1. Fundamental approach
2. Psychological approach
3. Academic approach
4. Eclectic approach
Fundamental Approach: The basic tenets of the fundamental approach, which is perhaps most commonly advocated by investment professionals, are as follows:
1. There is an intrinsic value of a security, which depends upon underlying economic (fundamental) factors. The intrinsic value can be established by a penetrating analysis of the fundamental factors relating to the company, industry, and economy.
2. At any given point of time, there are some securities for which the travailing market price will differ from the intrinsic value. Sooner or later, of course, the market price will fall in line with the intrinsic value.
3. Superior returns can be earned by buying under valued securities (securities whose intrinsic value exceeds the market price) and selling over valued securities (securities whose intrinsic value is less than the market price).
The psychological approach is based on the premise that stock prices are guided by emotion rather than reason. Stock prices are believed to be influenced by the psychological mood of investors. When greed and euphoria sweep the market, prices rise to dizzy heights. On the other hand, when fear and despair envelop the market prices fall to abysmally low levels.
A conventional valuation which is established as the outcome of the mass psychology of a large number of ignorant individuals is liable to change violently as the result of a sudden fluctuation of opinion due to factors which do not really make much difference to the prospective yield.
Since psychic values appear to be more important than intrinsic values, the psychological approach suggest that it is more profitable to analyze how investors tend to behave as the market is swept by waves of optimism and pessimism which seem to alternate. The psychological approach has been described vividly as the castles in the air theory by some economists.
Hose who subscribe to the psychological approach or the castles in the air theory generally use some form of technical analysis which is concerned with a study of internal market data, with a view to developing trading rules aimed at profit making. The basic premise of technical analysis is that there are certain persistent and recurring patterns of price movements which can be discerned by analyzing market data. Technical analysts use a variety of tools like bar chart, point and figure chart, moving average analysis breadth of market analysis etc.
Over the last five decades or so, the academic community has studied various aspects of the capital market particularly in the advanced countries, with the help of fairly sophisticated methods of investigation. While there are many unresolved issues and controversies stemming from studies pointing in different directions, there appears to be substantial support for the following tenets.
1. Stock markets are reasonably efficient in reacting quickly and rationally to the flow of information. Hence, stock prices reflect intrinsic value fairly well.
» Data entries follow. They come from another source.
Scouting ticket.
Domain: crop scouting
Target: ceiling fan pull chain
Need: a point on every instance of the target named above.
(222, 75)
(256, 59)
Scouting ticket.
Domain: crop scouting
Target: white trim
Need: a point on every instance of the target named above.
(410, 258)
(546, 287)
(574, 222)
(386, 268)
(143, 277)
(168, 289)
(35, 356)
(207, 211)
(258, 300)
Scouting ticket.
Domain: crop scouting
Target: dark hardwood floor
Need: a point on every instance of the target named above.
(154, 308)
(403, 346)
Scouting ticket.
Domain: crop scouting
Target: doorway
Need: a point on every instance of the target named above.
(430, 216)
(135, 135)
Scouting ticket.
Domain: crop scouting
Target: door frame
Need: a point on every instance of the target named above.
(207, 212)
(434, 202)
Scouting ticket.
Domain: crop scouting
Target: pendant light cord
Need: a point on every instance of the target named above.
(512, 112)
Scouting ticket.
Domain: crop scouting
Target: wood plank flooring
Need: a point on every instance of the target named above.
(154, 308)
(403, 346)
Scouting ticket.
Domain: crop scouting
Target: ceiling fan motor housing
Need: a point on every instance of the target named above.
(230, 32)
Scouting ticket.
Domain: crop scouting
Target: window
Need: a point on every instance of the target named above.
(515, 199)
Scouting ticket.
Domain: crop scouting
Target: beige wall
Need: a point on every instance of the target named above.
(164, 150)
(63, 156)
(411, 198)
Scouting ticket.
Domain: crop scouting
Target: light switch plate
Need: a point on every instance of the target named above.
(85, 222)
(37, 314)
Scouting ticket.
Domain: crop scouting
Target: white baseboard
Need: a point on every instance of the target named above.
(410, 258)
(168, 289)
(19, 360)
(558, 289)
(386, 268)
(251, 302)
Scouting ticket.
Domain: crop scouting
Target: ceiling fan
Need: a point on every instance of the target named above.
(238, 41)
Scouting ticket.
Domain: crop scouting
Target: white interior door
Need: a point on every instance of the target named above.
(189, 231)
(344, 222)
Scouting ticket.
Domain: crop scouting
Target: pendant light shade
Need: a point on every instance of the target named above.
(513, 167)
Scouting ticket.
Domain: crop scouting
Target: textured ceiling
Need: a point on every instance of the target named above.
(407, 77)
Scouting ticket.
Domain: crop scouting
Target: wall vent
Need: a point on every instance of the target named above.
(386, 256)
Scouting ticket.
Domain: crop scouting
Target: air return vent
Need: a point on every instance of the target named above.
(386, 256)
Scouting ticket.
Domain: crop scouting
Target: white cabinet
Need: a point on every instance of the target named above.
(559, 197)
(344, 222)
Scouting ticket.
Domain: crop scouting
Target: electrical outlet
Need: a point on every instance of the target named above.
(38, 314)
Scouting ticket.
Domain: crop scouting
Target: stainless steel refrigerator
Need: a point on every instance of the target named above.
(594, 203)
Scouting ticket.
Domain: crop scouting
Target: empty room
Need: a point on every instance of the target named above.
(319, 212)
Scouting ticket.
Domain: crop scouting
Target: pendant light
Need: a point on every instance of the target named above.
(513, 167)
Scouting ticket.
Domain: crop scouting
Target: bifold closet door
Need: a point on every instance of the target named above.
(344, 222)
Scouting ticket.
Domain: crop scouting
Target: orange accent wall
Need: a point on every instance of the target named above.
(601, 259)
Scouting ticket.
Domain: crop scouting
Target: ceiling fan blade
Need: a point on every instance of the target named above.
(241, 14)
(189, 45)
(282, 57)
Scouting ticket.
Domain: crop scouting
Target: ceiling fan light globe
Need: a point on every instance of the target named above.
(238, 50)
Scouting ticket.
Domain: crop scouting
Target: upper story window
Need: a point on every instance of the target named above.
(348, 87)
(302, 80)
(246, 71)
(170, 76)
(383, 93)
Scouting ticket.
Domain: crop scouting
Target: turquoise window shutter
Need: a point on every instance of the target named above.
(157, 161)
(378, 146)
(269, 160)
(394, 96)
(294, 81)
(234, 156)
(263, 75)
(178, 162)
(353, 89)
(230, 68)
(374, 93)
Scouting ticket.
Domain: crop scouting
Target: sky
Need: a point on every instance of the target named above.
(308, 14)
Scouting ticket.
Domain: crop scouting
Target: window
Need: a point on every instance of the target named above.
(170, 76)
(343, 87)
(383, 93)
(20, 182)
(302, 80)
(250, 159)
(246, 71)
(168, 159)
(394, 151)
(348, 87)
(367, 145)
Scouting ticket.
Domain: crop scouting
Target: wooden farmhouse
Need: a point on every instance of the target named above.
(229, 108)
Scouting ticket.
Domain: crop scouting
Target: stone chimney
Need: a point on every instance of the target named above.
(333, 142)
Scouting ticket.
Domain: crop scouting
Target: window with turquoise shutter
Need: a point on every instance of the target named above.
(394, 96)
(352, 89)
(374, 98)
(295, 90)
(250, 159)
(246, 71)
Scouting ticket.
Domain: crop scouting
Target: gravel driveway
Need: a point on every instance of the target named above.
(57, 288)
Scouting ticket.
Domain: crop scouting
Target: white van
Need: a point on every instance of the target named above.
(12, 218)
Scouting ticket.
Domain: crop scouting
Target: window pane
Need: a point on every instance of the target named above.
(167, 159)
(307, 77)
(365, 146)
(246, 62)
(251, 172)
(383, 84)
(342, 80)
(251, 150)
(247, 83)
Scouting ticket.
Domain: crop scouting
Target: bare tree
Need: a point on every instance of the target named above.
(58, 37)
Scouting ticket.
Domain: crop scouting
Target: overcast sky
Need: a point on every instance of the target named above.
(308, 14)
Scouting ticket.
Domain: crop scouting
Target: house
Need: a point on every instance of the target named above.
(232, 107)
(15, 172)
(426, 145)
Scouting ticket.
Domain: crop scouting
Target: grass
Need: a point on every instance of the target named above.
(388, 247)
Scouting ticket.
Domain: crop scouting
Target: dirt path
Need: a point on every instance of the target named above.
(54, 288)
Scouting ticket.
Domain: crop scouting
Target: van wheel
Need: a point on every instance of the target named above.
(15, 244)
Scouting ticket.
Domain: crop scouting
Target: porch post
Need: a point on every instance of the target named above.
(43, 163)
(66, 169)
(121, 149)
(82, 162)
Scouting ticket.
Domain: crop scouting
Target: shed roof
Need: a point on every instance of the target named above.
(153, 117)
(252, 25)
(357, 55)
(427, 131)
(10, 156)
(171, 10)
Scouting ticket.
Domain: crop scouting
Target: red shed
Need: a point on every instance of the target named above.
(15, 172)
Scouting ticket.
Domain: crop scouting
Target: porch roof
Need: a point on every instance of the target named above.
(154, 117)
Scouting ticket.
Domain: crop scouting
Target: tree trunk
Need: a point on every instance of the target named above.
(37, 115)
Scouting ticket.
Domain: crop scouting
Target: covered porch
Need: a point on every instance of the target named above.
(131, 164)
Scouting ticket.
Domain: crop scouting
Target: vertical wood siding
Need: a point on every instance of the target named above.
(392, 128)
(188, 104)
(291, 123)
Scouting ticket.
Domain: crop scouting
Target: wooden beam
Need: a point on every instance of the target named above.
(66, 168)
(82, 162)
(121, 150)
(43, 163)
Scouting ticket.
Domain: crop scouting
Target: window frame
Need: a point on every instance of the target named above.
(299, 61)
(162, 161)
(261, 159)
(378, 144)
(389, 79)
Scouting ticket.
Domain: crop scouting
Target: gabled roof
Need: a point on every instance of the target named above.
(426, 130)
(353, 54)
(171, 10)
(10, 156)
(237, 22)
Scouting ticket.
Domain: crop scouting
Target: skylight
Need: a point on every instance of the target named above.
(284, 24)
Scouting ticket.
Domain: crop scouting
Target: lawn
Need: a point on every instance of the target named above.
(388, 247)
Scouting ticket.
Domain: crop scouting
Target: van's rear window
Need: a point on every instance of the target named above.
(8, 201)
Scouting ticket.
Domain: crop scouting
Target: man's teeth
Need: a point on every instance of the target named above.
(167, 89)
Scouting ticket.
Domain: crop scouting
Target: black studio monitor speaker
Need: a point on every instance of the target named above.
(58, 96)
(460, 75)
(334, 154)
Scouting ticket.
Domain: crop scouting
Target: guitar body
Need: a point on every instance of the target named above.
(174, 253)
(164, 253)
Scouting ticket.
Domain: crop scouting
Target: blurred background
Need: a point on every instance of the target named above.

Put differently,
Market price = Intrinsic value
2. Stock price behavior corresponds to a random walk. This means that successive price changes are independent. As a result, past price behavior cannot be used to predict future price behavior.
3. In the capital market, there is a positive relationship between risk and return. More specifically the expected return from a security is linearly related to its systematic risk (also referred to as its market risk on non-diversifiable risk).